Convolutional neural Network (CNN) consists of a feature extraction convolutional layer and a feature sampling layer. The convolution kernel with shared weights is used to extract the spatial features of the image [12]. As a feature filter, Convolution kernels of different sizes extract the feature of each scale field of view domain, and transform the input original image into a feature map. The traditional convolution kernel is manually designed to extract the established features such as edge detection. In CNN, the parameters in the convolution kernel are trained by a large number of labelled data. The convolution kernel is obtained after the network best fit with the training data set. CNN can effectively avoid the limitations of manual design features and greatly improve the accuracy of recognition. However, in the image classification task, the approximate class image has high similarity, which causes the output probability value of the CNN classification network to be too close or classified incorrectly.

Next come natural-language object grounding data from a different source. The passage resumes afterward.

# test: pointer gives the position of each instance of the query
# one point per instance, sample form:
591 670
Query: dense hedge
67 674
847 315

2.2 MobileNet Model and Transfer Learning

MobileNet is an efficient, lightweight neural network structure proposed by Google. The goal is for visual applications used in mobile and embedded devices. In the model miniaturization method, the MobileNet model is based on the depth-wise separable convolutions, which can decompose the standard convolution into a deep convolution and a dot convolution. This approach is firstly calculated by using a two-dimensional convolution kernel with a channel number of one. After the process of channel-by-channel convolution is finished, the three-dimensional 1 * 1 convolution kernel is used to process the previously output feature map. After using the decomposition convolution, the amount of calculation is greatly reduced, while the accuracy decreases very little. In the network structure, deep convolution and point convolution are treated as two independent modules, and a large number of point convolution operations save considerable computation time. MobileNet proposes two hyperparameters: width multiple and resolution multiple. The width multiple is mainly to reduce the number of channels proportionally, and the resolution multiple is mainly to reduce the size of the feature map proportionally. The final experimental results show that the model parameters can be reduced to a large extent while ensuring the performance.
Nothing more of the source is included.